Endeavor is selling its stake as part of Epic’s next round of fundraising, in which the company is expected to net a valuation well north of the $15 billion it received in 2018, according to three people familiar with the matter. The company will still hold onto some of its piece in the soaring video-game publisher, said the people, who asked not to be identified because the deal hasn’t closed.

Endeavor built a sprawling empire of media, sports and entertainment assets predicated on the growing value of live events. It operates the mixed martial arts league UFC and stages hundreds of live events all over the world. The temporary pause on such events almost everywhere has forced Endeavor to dismiss, furlough or cut salary for about one-third of its workforce, and prompted credit-rating firms to downgrade its debt.

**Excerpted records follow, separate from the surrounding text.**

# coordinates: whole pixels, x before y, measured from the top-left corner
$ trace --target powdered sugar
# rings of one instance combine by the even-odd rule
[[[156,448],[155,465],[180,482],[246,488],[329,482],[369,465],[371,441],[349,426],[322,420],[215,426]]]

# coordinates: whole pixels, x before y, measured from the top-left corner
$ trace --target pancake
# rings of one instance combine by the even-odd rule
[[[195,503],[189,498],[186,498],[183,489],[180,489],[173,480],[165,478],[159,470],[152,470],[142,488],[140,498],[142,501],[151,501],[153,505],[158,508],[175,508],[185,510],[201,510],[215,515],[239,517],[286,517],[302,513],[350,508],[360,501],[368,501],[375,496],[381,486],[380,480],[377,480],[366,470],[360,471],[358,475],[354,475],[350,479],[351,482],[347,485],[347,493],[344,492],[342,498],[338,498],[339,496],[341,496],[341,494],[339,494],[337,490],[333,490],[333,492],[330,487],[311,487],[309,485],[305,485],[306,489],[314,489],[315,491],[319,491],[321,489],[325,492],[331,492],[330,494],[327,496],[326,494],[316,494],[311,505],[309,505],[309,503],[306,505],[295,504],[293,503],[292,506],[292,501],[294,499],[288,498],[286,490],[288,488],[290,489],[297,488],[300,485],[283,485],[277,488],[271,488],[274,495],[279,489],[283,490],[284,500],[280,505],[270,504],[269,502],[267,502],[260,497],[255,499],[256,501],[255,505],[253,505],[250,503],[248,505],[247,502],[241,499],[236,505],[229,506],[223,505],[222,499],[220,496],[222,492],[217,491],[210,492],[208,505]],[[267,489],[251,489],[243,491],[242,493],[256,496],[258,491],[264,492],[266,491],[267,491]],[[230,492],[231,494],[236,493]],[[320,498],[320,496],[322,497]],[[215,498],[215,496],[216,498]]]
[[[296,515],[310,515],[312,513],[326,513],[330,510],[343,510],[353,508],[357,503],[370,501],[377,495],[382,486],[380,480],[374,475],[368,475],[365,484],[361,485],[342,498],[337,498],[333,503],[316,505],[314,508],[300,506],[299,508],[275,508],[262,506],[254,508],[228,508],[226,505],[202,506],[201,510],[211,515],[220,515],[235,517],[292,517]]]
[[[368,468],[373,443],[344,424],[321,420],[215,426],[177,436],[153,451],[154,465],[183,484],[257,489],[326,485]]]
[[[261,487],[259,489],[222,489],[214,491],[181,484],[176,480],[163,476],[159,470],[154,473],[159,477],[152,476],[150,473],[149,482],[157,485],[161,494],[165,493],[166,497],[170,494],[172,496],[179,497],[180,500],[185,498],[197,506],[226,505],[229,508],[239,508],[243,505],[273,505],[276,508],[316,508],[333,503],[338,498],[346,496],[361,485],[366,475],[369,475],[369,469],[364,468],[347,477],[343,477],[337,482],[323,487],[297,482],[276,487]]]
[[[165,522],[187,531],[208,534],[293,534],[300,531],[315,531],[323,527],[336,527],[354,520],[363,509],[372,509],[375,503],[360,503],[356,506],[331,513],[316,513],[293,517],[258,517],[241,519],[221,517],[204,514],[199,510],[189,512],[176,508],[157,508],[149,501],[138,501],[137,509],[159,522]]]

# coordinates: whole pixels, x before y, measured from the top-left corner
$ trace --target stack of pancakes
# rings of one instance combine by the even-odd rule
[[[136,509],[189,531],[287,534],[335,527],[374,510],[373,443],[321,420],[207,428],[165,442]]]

Endeavor isn’t interested in selling any of its major assets, like UFC or talent agency William Morris Endeavor. But it will look to dispose of noncore assets, in particular those that can reap a healthy return.

IPO halted

Endeavor had $4.6 billion of debt at the end of June. It had sought to raise as much as $465 million through an initial public offering last year, but halted that process in October in a choppy stock market. In the prospectus for that offering, Endeavor cited Epic as a case study for its ability to manage live events, licensing and sell media rights for the video-game company’s key title, Fortnite.

Epic’s operations have surged amid the shutdown, with kids home from school. Fortnite has more than 350 million users, the company said in a release on Wednesday. They played the cartoonish every-person-for-themselves shooting game for more than 3.2 billion hours in April.

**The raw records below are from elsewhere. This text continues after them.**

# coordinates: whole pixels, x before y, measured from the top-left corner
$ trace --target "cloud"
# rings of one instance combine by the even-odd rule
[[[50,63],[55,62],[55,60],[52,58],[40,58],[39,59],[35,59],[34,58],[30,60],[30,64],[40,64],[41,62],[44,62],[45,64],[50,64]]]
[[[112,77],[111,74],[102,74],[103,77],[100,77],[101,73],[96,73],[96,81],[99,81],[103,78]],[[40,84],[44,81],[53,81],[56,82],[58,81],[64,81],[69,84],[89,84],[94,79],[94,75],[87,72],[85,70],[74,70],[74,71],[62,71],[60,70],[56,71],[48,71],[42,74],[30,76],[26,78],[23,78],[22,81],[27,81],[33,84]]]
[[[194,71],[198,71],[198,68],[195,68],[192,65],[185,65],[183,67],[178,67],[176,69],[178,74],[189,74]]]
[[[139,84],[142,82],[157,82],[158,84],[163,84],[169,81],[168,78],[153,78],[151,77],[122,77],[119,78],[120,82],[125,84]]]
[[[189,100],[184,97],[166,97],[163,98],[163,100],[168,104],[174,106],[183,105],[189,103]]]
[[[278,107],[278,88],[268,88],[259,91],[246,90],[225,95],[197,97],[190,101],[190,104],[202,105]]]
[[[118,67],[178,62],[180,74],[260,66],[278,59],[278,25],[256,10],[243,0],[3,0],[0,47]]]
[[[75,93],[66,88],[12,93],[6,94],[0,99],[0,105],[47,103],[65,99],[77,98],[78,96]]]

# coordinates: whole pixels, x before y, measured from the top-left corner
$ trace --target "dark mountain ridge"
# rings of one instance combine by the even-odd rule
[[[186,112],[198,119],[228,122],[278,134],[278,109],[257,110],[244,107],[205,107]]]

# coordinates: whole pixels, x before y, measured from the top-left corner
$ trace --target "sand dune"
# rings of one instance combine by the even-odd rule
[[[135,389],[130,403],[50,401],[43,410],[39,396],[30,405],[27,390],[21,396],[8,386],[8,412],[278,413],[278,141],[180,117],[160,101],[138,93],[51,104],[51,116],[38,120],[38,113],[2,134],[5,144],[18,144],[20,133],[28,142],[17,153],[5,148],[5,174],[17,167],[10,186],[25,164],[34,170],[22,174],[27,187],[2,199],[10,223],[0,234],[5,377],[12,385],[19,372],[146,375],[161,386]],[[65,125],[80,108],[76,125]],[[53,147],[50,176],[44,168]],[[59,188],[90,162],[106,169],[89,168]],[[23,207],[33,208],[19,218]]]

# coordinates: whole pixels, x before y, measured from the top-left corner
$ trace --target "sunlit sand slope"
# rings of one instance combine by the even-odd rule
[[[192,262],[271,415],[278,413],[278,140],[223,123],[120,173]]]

Houseparty, which integrates games and trivia into multiperson video calls, has also been a breakout hit in recent weeks. It’s been one of the most popular social-networking apps in Apple Inc.’s store every day since March 20, and co-founder Sima Sistani told Bloomberg News in mid-April that it had seen more than 50 million sign-ups in the past month — about 70 times the typical amount in some markets.

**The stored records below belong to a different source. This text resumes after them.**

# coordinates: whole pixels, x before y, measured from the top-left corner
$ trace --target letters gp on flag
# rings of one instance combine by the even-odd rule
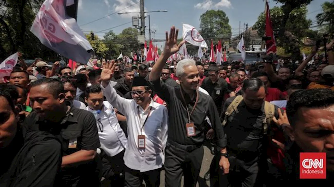
[[[30,31],[50,49],[87,64],[93,52],[93,48],[75,20],[66,14],[67,1],[70,0],[46,0]]]
[[[326,153],[300,153],[301,179],[326,178]]]

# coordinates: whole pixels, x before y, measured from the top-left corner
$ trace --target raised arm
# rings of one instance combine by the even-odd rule
[[[166,42],[165,48],[162,54],[152,68],[152,70],[150,73],[149,76],[149,81],[154,81],[160,79],[161,71],[166,64],[167,59],[169,57],[178,51],[180,47],[184,43],[184,41],[182,41],[178,45],[177,44],[177,35],[178,33],[179,30],[176,29],[175,31],[175,27],[174,26],[170,28],[169,37],[168,32],[166,31]]]

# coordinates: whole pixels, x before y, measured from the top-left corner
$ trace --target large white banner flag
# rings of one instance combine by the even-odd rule
[[[242,58],[242,60],[245,60],[246,59],[246,49],[245,48],[245,45],[243,42],[243,36],[241,37],[241,39],[238,44],[236,48],[241,52],[241,57]]]
[[[181,46],[181,47],[179,49],[179,51],[178,53],[180,53],[180,54],[183,55],[183,56],[184,57],[184,58],[185,59],[189,58],[189,56],[188,55],[188,50],[187,50],[187,46],[186,46],[185,42],[184,43],[183,45]]]
[[[183,40],[187,41],[194,46],[208,48],[208,45],[195,27],[188,24],[182,25]]]
[[[10,75],[10,73],[17,63],[18,58],[17,53],[15,53],[7,57],[0,64],[0,79]]]
[[[71,0],[46,0],[30,31],[50,49],[87,64],[94,51],[75,19],[66,14],[67,1]]]

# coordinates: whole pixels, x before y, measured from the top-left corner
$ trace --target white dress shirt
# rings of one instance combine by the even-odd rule
[[[77,108],[82,109],[82,110],[86,110],[86,105],[84,103],[77,100],[73,100],[72,102],[73,106]]]
[[[86,109],[95,112],[87,106]],[[127,148],[127,140],[121,128],[114,107],[108,101],[103,101],[101,112],[96,117],[101,148],[109,156],[114,156]]]
[[[101,87],[108,101],[126,117],[128,147],[124,153],[124,163],[129,168],[140,172],[161,168],[165,161],[164,152],[168,136],[167,108],[151,99],[149,108],[151,111],[142,130],[149,109],[144,111],[134,100],[118,94],[110,86],[113,82],[111,81],[105,88]],[[145,148],[138,147],[138,135],[145,136]]]

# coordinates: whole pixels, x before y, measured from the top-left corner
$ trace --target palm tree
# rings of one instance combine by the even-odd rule
[[[317,22],[319,25],[325,27],[326,32],[331,33],[334,23],[334,1],[325,2],[321,6],[322,12],[317,15]]]

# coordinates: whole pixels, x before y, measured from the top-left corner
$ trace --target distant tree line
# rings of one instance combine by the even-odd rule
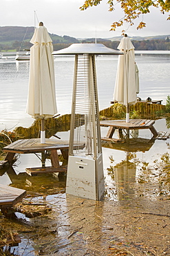
[[[94,43],[95,39],[91,38],[85,40],[77,40],[74,37],[64,36],[63,39],[65,42],[61,42],[60,39],[55,39],[53,41],[54,51],[58,51],[64,48],[68,47],[73,43]],[[170,51],[170,39],[167,37],[166,39],[151,39],[151,40],[132,40],[131,41],[136,51]],[[103,44],[111,48],[117,49],[120,43],[119,41],[111,41],[103,39],[97,39],[97,43]],[[0,51],[23,51],[23,49],[28,51],[32,46],[29,42],[14,41],[12,43],[9,42],[6,44],[1,44],[0,42]]]
[[[170,51],[170,39],[131,40],[136,51]],[[102,42],[106,46],[116,50],[119,41]]]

Epic Games, which was founded in 1991 by Tim Sweeney from his parents’ house in Potomac, Maryland, bought Houseparty for an undisclosed amount last June. The app’s last private valuation was about $70 million, according to Pitchbook data. While Epic has sworn off ads as a potential revenue source for Houseparty, it’s considering offering in-app purchases, mimicking the way that games like Fortnite bring in money.

“There are some companies that are really thriving in this environment,” Mamoon Amjad Hamid, a partner at venture capital firm Kleiner Perkins Caufield & Byers, said in a Bloomberg TV interview April 14. “Companies that do work from home, or are providing some sort of entertainment.”